A vacuum power jet valve (fig. 4-28), also known as an economizer, performs the same function as a metering rod; it provides a variable high-speed fuel mixture. A power jet valve consists of a fuel valve, a vacuum diaphragm, and a spring. The spring holds the power valve in the normally OPEN position. A vacuum passage runs to the power valve diaphragm. When the power valve is open, it serves as an extra jet that feeds fuel into the high-speed system.
When the engine is cruising at normal highway speeds, engine intake manifold vacuum is high. This vacuum acts on the power valve diaphragm and pulls the fuel valve closed. No additional fuel is added to the metering system under normal conditions; however, when the throttle plate is swung open for passing or climbing a hill, engine vacuum drops. The spring in the power valve can push the fuel valve open. Fuel flows through the power valve and into the main metering system, adding more fuel for more engine power.
When the engine is cold, the fuel tends to condense into large drops in the manifold, rather than vaporizing.
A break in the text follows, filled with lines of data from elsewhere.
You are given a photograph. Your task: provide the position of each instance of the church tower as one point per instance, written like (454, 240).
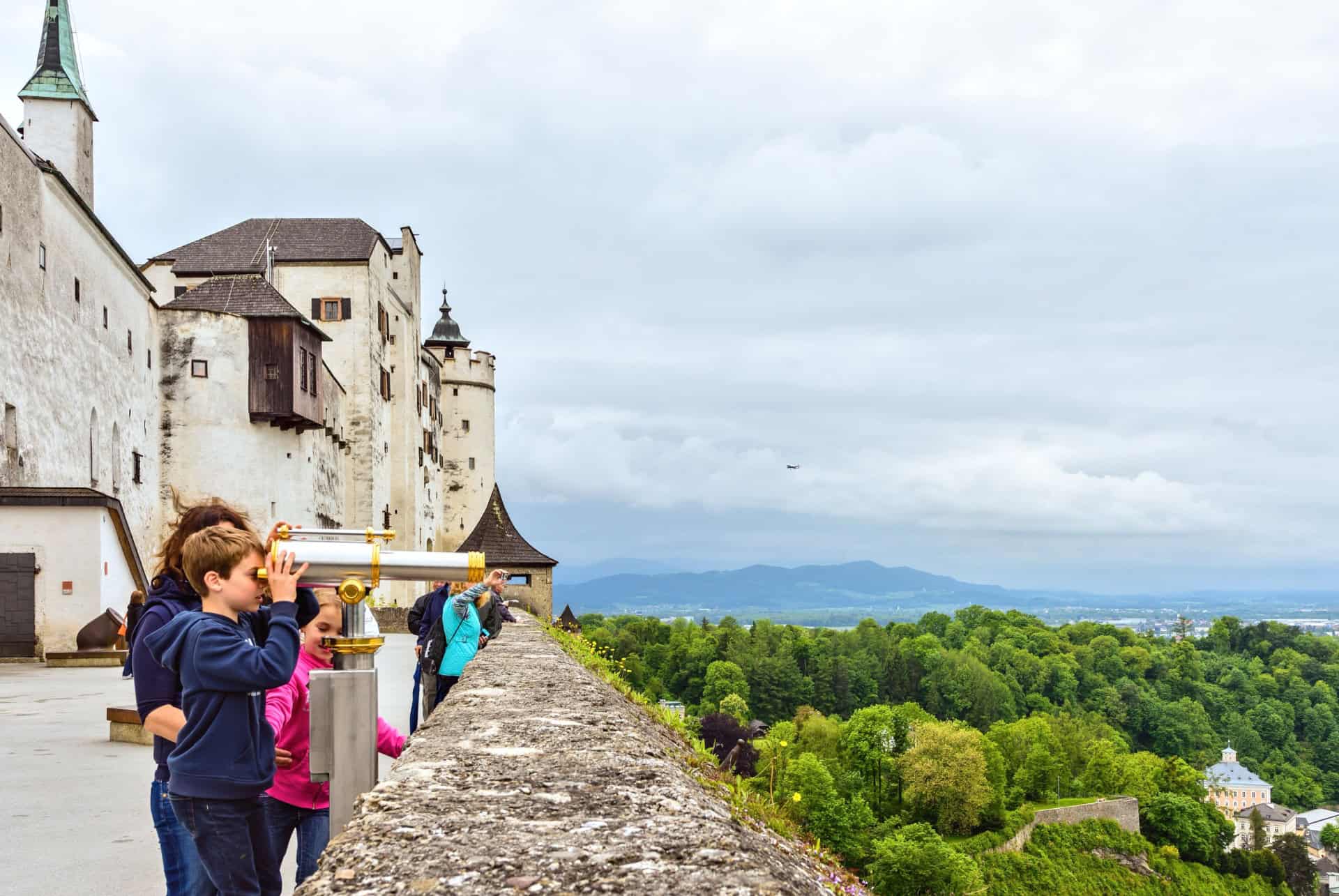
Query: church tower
(468, 441)
(56, 114)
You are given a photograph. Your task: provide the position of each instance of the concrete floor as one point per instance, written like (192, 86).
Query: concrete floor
(75, 805)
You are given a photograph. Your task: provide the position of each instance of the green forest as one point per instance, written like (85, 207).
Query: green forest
(914, 749)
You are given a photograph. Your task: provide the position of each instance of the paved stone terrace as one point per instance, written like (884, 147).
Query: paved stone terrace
(537, 777)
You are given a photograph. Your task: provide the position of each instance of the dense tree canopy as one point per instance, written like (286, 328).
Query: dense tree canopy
(1269, 688)
(911, 747)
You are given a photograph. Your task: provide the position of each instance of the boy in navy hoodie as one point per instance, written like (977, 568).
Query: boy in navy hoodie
(224, 757)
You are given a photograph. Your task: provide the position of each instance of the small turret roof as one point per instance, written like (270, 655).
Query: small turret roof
(1232, 773)
(56, 75)
(448, 333)
(501, 544)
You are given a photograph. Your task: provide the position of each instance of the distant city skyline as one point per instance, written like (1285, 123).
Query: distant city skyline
(1034, 296)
By supplying a richer mixture (8:1 to 9:1), there will be enough vapor to assure complete combustion. The carburetor is fitted with a choke system to provide this richer mixture. The choke system provides a very rich mixture to start the engine and to make the mixture less rich gradually, as the engine reaches operating temperature. The two types of choke systems are the manual and automatic:
The manual choke system (fig. 4-29) was once the most popular way of controlling the choke plate; however, because of emissions regulations the possible danger when used with catalytic converters and technological advances in automatic choke systems, manual chokes are not often used today. In the manual choke system, the choke plate is operated by a flexible cable that extends into the operator's compartment. As the control is pulled out, the choke plate will be closed, so the engine can be started. As the control is pushed back in, the position of the choke plate is adjusted to provide the proper mixture. The following are two features that are incorporated into the manual choke to reduce the possibility of the engine flooding by automatically admitting air into the engine.
A spring-loaded poppet valve (fig. 4-30) that is automatically pulled open by the force of the engine intake strokes.
An off-center choke valve (fig. 4-31) that creates a pressure differential between the two sides of the choke plate when it is subjected to engine intake, causing it to be pulled open against the force of spring loaded linkage.